UGH! not DELL again!!! hahahhaa
 

aloft

New Member
Which model Garmin did you have before? Their eTrex Legend or Vista are good units for outdoor/hiking/biking use, but the display is a bit small for flying (though they do have the coveted HSI display that my GPSMap 76 does not!) My unit's a good compromise in that it has a decent-sized display, easy-to-use controls (easier than the eTrex, IMHO), and isn't too big to use for outdoor purposes (like the 295/Streetpilot series). I know you're looking for alternatives to Garmin, but the truth is, Garmin is the gold standard for consumer-grade GPS receivers at the moment; they don't come any better.

eTrex Vista:


GPSMap 76/76S:


Garmin has a new unit coming out in January called the GPSMap 60C which looks interesting...appears more rugged than the 76 series, but a bigger/better display than the eTrex series (color too!)


 

ready2fly

Well-Known Member
So here's (another?) stupid question - could one of the handheld "sport" GPS' be used for aviation purposes??

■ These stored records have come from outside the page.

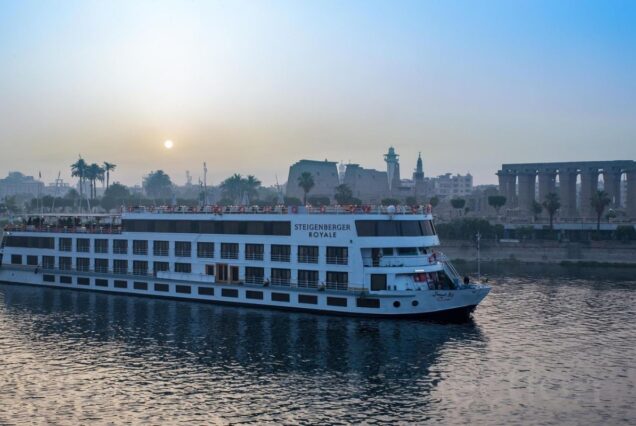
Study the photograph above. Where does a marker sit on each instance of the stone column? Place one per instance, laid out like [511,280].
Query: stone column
[547,179]
[508,187]
[612,185]
[567,192]
[589,184]
[631,194]
[526,191]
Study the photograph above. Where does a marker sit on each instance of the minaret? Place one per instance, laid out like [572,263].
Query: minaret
[392,168]
[418,176]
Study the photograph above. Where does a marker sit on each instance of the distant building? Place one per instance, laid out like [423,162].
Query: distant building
[325,174]
[371,186]
[18,184]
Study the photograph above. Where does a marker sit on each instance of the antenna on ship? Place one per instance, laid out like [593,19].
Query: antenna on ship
[478,238]
[205,184]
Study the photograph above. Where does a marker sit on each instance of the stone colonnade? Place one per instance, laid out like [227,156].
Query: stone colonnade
[517,183]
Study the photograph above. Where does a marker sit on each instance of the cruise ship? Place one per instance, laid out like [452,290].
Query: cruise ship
[367,261]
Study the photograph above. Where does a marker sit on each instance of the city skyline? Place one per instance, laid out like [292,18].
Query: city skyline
[253,88]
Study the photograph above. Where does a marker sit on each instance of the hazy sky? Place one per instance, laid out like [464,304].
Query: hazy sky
[252,87]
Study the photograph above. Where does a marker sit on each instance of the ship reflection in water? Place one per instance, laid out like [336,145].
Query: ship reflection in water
[79,357]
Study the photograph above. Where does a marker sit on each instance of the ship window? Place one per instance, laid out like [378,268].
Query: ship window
[33,242]
[48,262]
[160,248]
[337,255]
[229,292]
[337,280]
[66,244]
[367,303]
[254,275]
[253,294]
[101,265]
[65,263]
[140,285]
[307,279]
[281,276]
[378,282]
[120,246]
[183,289]
[254,251]
[160,266]
[120,266]
[162,287]
[394,228]
[229,250]
[101,246]
[386,228]
[337,301]
[183,248]
[83,264]
[307,254]
[205,250]
[140,267]
[120,284]
[407,251]
[308,299]
[184,268]
[140,247]
[206,291]
[280,297]
[83,245]
[280,253]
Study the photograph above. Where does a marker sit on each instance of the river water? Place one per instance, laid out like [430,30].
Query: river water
[542,349]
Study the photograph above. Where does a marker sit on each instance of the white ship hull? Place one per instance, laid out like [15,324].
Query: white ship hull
[448,304]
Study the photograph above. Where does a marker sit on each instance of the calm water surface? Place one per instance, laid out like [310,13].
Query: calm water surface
[540,350]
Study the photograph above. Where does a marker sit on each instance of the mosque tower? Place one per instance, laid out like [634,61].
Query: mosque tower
[418,175]
[392,169]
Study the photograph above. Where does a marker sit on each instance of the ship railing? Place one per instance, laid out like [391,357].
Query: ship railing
[65,229]
[253,256]
[281,209]
[337,260]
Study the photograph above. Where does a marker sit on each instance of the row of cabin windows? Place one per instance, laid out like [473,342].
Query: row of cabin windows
[279,252]
[209,291]
[310,299]
[253,275]
[395,228]
[232,227]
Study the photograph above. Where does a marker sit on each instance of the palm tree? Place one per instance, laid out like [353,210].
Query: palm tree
[306,182]
[108,167]
[94,173]
[551,205]
[600,200]
[251,184]
[78,170]
[233,187]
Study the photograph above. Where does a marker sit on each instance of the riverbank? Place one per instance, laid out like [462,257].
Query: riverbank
[592,253]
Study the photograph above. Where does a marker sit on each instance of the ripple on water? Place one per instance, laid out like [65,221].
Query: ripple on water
[538,351]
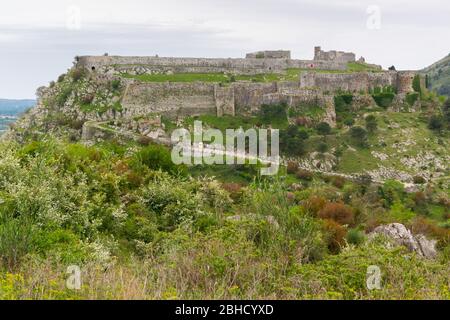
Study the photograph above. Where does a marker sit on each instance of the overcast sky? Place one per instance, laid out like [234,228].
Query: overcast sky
[39,39]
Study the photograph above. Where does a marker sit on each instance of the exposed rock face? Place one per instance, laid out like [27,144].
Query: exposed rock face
[402,236]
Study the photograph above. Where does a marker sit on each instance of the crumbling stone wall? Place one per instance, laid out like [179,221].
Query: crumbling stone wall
[171,99]
[278,54]
[224,97]
[248,66]
[405,81]
[333,55]
[354,82]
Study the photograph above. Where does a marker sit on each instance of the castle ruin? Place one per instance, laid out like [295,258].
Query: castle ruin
[317,80]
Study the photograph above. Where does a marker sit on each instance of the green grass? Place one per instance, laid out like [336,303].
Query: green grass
[359,67]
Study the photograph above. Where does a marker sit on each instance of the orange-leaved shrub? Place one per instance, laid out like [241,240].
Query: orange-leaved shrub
[336,235]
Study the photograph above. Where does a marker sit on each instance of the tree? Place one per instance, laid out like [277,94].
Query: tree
[371,123]
[446,111]
[359,134]
[292,141]
[323,129]
[322,147]
[436,123]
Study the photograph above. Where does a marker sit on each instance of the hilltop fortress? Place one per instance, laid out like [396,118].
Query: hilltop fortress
[280,80]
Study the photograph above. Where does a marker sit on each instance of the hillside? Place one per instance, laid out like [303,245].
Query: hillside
[10,110]
[88,178]
[439,76]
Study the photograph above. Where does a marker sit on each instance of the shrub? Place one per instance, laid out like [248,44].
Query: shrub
[87,99]
[115,84]
[322,147]
[77,74]
[292,167]
[355,236]
[371,123]
[392,191]
[338,181]
[416,84]
[337,212]
[412,97]
[16,236]
[61,78]
[315,204]
[421,225]
[323,128]
[302,121]
[383,99]
[303,174]
[269,113]
[436,122]
[359,134]
[144,140]
[63,95]
[335,235]
[419,198]
[234,189]
[349,121]
[419,180]
[158,157]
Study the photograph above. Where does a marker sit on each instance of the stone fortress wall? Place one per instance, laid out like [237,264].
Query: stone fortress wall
[246,66]
[358,81]
[337,56]
[242,97]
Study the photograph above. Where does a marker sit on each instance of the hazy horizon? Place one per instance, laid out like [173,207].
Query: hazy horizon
[39,40]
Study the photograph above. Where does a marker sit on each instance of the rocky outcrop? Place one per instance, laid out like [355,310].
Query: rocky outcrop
[398,233]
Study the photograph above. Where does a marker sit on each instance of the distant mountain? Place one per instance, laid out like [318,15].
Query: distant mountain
[439,76]
[10,110]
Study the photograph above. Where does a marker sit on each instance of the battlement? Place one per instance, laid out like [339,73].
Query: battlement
[271,62]
[278,54]
[337,56]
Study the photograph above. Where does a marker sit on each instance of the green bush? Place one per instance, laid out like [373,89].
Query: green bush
[371,123]
[355,236]
[16,239]
[323,128]
[359,134]
[158,157]
[411,98]
[436,122]
[383,99]
[273,113]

I realize they wouldn't have the ICAO identifiers, but would they work at all for getting an idea of what your coordinates were and how far from a certain point (say... an airport?) you are?
 

Eagle

New Member
in theory the sport ones can not be used as they do not update fast enough.

But that may just be the hype to keep the av units so expensive.

What you pay for huge is the database. (jepp revisions) and the rubber stamp from the gummit saying it won't explode in an airplane (tso)
 

SUSPilot

Well-Known Member
Although you cannot use a handheld GPS (aviation or otherwise) for aviation. I have a non aviation GPS that I use as a backup, and have used for VFR navigation before we got are Garmin 430. They update information fast enough for VFR navigation, and while it does not have aviation databases, it does have just about any airport that you would want to fly to(listed by the airport name not the identifier). Most of the stuff that comes out for aviation costs more because it is for aviation, and extra testing and insurance costs have incurred in bringing it to market. This can be seen in most of the Garmin line of handhelds. They each have a non aviation version that is significantly cheaper, and the aviation version can be used as the non aviation version when the road basemap is loaded into it.
 

Josh

Well-Known Member
Cobra has some nice small models out now. 18 channel receiver is nice. They are smaller and more rugged case design. Cheaper as well. Not really lotsa maps, but the size is nice.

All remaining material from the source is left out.